The main development of the last few weeks is that Theron is trying to talk. He only has a few words, they aren't enunciated terribly well, and he hasn't started stringing them into sentences, but they're definitely words: he points at specific items and uses specific words for them. ("'Ight" = light, for example.) He will also repeat words back to us; "baby" is a perennial favorite. He's still using sign language (well, a dozen or so signs) to supplement his communications, though.

His first actual phrase (i.e. more than one word) was hot tea ("'od-tee"). He points at my mug (a big ceramic thing that came from a renfaire) and says it. One night I left a used tea bag where he could find it, and he spent the next morning running around with the bag in one hand and the little paper tag in the other. ("'Od-tee! 'Od-tee!") Eventually, his mother put him up on the bed with me. ("'Od-tee!") Once there, he tore the tea bag open and scattered tea leaves all over the comforter ("'Od-tee!") and giggled.

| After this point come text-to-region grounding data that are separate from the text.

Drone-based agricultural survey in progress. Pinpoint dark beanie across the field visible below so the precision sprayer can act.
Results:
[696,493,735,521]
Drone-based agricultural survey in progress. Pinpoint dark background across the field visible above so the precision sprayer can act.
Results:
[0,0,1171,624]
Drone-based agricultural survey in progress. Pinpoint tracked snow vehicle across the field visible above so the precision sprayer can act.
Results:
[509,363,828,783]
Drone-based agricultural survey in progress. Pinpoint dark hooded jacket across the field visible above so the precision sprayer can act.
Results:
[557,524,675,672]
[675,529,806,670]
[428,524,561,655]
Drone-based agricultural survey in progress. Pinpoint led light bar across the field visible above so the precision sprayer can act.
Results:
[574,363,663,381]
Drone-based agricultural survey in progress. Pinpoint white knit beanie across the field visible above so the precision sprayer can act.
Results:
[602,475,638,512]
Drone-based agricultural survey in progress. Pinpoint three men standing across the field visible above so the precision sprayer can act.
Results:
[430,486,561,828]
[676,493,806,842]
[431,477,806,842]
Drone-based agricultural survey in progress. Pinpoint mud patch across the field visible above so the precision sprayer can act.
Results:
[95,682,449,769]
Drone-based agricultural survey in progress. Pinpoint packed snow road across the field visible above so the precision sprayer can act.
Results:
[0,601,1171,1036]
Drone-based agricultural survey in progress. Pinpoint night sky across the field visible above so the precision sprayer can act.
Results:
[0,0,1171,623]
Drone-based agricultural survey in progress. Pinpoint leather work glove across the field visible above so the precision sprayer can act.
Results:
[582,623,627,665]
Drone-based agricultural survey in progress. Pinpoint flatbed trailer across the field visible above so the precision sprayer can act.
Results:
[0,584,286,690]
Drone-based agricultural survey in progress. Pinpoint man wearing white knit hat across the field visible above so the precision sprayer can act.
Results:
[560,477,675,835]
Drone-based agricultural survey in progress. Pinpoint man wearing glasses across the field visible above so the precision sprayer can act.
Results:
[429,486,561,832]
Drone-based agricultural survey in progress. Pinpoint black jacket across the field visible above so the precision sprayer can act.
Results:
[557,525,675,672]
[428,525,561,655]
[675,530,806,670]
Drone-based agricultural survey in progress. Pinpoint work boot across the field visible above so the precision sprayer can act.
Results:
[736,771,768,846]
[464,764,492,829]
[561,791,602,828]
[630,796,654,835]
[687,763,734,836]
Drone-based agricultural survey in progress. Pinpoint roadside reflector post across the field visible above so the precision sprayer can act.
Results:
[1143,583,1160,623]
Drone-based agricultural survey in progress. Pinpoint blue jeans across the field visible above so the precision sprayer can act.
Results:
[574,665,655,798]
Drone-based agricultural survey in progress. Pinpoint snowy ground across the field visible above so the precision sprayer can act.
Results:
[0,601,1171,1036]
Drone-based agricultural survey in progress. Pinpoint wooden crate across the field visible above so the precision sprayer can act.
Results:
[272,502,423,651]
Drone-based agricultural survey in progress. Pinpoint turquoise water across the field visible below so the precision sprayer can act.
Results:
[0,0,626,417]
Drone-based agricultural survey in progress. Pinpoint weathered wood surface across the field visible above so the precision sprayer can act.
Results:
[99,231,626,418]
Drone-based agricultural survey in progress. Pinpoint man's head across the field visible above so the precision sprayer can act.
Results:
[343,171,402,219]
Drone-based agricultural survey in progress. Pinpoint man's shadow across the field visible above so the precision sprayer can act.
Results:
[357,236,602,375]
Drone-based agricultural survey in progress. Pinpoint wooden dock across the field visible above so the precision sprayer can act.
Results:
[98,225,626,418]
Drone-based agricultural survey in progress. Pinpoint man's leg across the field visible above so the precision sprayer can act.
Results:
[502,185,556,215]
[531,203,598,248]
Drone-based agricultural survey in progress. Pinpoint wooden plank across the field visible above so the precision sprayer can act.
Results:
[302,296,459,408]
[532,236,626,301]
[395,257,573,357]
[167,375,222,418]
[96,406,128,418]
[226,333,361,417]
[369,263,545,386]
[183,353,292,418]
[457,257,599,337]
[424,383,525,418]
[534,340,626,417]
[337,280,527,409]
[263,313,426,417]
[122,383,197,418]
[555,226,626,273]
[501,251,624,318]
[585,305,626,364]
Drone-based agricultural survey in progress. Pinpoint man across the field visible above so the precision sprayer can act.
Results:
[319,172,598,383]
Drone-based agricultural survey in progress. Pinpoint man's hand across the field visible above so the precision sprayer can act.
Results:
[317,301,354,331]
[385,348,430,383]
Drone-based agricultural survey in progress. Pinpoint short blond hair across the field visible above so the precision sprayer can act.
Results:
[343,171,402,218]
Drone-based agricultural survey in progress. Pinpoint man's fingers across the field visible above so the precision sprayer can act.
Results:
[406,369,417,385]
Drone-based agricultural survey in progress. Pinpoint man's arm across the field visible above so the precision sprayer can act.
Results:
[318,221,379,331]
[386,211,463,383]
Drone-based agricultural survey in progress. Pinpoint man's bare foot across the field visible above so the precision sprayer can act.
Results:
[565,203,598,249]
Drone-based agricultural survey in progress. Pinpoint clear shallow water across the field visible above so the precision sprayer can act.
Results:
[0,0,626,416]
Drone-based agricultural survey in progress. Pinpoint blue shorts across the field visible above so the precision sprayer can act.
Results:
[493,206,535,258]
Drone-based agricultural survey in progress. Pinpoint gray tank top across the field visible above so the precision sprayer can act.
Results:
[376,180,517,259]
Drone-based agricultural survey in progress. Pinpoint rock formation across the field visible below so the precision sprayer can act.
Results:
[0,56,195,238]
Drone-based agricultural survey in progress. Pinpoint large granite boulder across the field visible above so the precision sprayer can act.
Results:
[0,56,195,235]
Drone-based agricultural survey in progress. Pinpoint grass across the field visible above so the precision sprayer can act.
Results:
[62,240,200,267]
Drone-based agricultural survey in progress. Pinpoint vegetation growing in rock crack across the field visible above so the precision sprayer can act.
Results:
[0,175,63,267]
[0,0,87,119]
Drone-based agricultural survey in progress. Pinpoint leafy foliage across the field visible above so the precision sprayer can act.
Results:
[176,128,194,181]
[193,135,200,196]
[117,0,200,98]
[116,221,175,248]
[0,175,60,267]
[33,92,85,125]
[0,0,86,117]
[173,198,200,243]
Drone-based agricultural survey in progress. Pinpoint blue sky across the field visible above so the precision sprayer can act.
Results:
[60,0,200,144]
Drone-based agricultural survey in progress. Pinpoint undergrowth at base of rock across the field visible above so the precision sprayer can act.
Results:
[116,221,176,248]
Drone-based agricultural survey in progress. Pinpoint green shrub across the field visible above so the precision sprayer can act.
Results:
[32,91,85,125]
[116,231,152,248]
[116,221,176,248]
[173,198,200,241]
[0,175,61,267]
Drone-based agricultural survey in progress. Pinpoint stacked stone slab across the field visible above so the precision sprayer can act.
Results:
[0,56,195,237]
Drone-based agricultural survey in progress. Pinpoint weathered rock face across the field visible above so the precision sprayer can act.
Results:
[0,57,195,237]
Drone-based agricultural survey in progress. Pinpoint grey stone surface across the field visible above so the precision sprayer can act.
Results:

There are better ways to wake up.

Theron, can you say, "baby"?

Theron as Wolverine
(original pic)

"He's like Wolverine, but with chubby cheeks and a better haircut."
Theron's running and climbing skills have improved, though it's an incremental process. His manual dexterity has definitely improved; he can manipulate buttons, open lids, and disassemble things that were previously immune to his destructive powers. Then, once he's disassembled them, he likes to throw them in the bathtub. Or the toilet. My alarm clock is a favorite target, and I guard it carefully. (Perhaps not carefully enough, though - he managed to pull the battery out and throw that in the bathtub last week, which was a bit of a surprise; I found it by sitting on it, in the water, while I was getting ready to bathe him.)

My wife, in one of her Eeyore moments, comments: "There's nothing I can have. Nothing I can keep. Everything I value must be destroyed." This was mainly prompted by the breaking of a cute little reading light, but she does have a point. Sooner or later, Theron will attempt to touch (then grab, then manipulate) anything he can reach. Since he has no idea what to do with the things he grabs, a surprisingly high percentage of those items end up broken. Cute as he is, his one real skill is destruction.

This prompted his father (me) to compare him to the X-Men character Wolverine. Short and stocky? Check. Rapid healing? Check. Indestructible bones? Close enough. Half-feral, and prone to berserker rages? Ohhh, yes. So, Theron: very much like Wolverine, but with chubby cheeks and a better haircut.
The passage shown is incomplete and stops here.